The Ponte Velha (Old Bridge) in Tomar is a significant historical landmark that spans the Nabão River. This medieval bridge, consisting of multiple arches, has been a vital connection in the town for centuries. The structure’s elegant stone construction, graceful arches, and cobblestone walkways reflect the architectural style of the period and have become an emblematic image of Tomar’s rich history. Visitors often enjoy walking across the bridge, taking in the scenic views of the river, and photographing the picturesque surroundings.
- Flying: The nearest international airport to Tomar is Lisbon Airport. From there, travellers can take a combination of trains, buses, or rental cars to reach Tomar, located approximately 1.5 hours away.
- Train: Tomar has a train station that is well-connected with major cities like Lisbon. Regular services operate to and from Lisbon, with the journey taking around 2 hours. The train station is located conveniently close to the town centre. For tickets and timetables, see cp.pt.

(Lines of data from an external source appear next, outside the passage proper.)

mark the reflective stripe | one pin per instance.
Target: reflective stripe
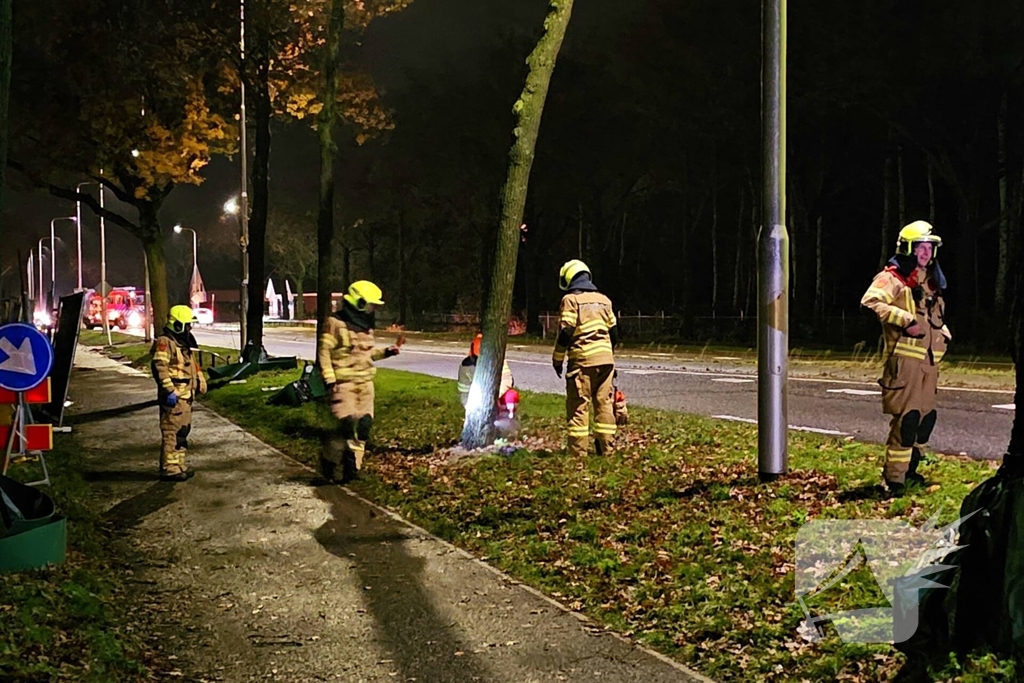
(875, 291)
(592, 327)
(910, 350)
(898, 455)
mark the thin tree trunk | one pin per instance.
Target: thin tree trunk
(1005, 255)
(328, 151)
(478, 429)
(739, 251)
(714, 249)
(5, 69)
(931, 193)
(819, 269)
(153, 245)
(900, 185)
(261, 199)
(887, 183)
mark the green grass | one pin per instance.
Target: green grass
(72, 622)
(672, 540)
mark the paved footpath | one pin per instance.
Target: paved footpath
(271, 579)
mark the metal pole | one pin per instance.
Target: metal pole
(102, 267)
(773, 252)
(147, 331)
(244, 209)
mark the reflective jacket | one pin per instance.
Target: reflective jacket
(586, 330)
(347, 355)
(899, 302)
(175, 368)
(467, 371)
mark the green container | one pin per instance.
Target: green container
(42, 545)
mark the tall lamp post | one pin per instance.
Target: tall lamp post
(773, 252)
(78, 221)
(231, 208)
(53, 260)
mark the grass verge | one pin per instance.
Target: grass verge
(672, 540)
(73, 622)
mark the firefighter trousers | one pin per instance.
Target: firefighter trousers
(352, 407)
(175, 424)
(908, 394)
(586, 388)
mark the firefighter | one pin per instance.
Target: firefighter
(907, 298)
(588, 334)
(346, 358)
(175, 368)
(467, 371)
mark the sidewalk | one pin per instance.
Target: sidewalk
(274, 580)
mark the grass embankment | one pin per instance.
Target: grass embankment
(672, 540)
(72, 623)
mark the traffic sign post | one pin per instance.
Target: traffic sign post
(26, 360)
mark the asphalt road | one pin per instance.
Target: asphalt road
(973, 422)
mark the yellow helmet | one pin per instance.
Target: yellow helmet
(179, 316)
(919, 230)
(570, 270)
(363, 293)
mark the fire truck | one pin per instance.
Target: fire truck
(125, 308)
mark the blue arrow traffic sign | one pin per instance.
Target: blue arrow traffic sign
(26, 356)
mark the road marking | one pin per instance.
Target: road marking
(813, 430)
(855, 392)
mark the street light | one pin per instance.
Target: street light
(78, 220)
(177, 230)
(231, 208)
(53, 251)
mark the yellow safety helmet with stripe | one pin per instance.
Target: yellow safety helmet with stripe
(179, 316)
(570, 270)
(363, 293)
(915, 232)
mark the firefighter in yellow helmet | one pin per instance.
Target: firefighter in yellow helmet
(588, 334)
(175, 368)
(907, 298)
(346, 356)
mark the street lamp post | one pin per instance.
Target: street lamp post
(78, 221)
(231, 208)
(53, 260)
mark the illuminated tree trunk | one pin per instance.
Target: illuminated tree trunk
(5, 58)
(478, 429)
(329, 150)
(261, 198)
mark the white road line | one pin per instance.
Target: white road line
(855, 392)
(814, 430)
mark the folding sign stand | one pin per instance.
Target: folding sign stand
(23, 439)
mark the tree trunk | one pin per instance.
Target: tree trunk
(887, 183)
(5, 66)
(900, 186)
(478, 429)
(328, 148)
(819, 269)
(153, 244)
(1005, 255)
(714, 249)
(261, 200)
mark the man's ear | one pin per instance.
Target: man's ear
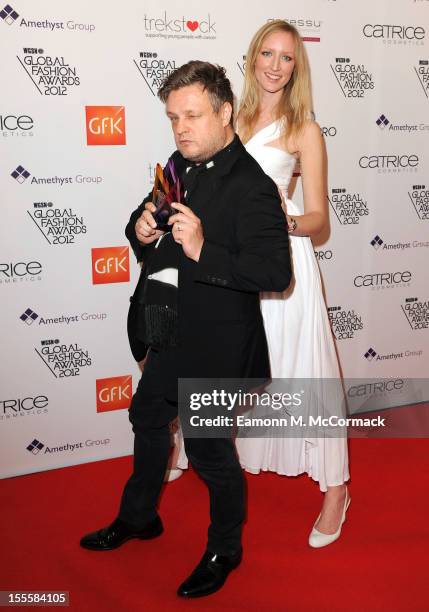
(226, 112)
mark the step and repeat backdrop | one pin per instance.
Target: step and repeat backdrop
(81, 130)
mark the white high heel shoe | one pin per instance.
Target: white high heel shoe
(318, 539)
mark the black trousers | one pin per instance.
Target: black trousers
(215, 460)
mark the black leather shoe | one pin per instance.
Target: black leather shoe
(210, 574)
(119, 532)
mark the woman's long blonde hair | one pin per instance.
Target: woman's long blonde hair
(296, 104)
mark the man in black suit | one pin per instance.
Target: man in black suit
(226, 244)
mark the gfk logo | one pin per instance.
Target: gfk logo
(114, 393)
(110, 265)
(105, 125)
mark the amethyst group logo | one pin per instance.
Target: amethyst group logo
(383, 123)
(51, 74)
(182, 27)
(29, 316)
(395, 34)
(63, 360)
(419, 197)
(377, 242)
(370, 354)
(9, 15)
(20, 174)
(35, 447)
(354, 80)
(345, 322)
(59, 226)
(154, 69)
(349, 208)
(422, 72)
(416, 313)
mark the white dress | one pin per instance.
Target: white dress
(300, 341)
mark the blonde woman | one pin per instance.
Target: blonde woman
(275, 124)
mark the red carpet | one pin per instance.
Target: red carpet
(379, 563)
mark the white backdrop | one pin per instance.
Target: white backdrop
(71, 175)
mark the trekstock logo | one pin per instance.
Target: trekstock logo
(416, 312)
(18, 407)
(63, 360)
(176, 27)
(345, 323)
(154, 69)
(385, 125)
(10, 16)
(110, 265)
(371, 355)
(105, 125)
(422, 72)
(349, 208)
(29, 317)
(308, 28)
(354, 80)
(395, 163)
(50, 74)
(395, 34)
(58, 226)
(419, 197)
(114, 393)
(379, 244)
(20, 174)
(383, 280)
(36, 447)
(20, 271)
(15, 126)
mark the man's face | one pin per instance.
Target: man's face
(199, 132)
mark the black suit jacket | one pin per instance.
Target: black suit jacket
(245, 251)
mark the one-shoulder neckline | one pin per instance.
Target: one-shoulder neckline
(263, 130)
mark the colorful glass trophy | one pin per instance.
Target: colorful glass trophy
(166, 189)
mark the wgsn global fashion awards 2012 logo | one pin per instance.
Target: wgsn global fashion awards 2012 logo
(416, 312)
(154, 68)
(345, 322)
(52, 75)
(58, 226)
(419, 196)
(63, 360)
(179, 27)
(354, 80)
(349, 208)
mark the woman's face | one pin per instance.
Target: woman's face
(275, 61)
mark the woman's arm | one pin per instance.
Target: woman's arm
(311, 150)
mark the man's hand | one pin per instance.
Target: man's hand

- Bus: Various national and regional bus lines service Tomar, connecting it with other parts of Portugal. The bus station is situated near the town center, making it a convenient option for travellers. For tickets and timetables, see Rede Expressos or Flixbus.pt.
- Driving: Tomar can be easily reached by car via the A1 and A23 motorways. It’s about a 1.5-hour drive from Lisbon and offers well-marked routes and scenic views along the way. Parking facilities are available in and around the town centre.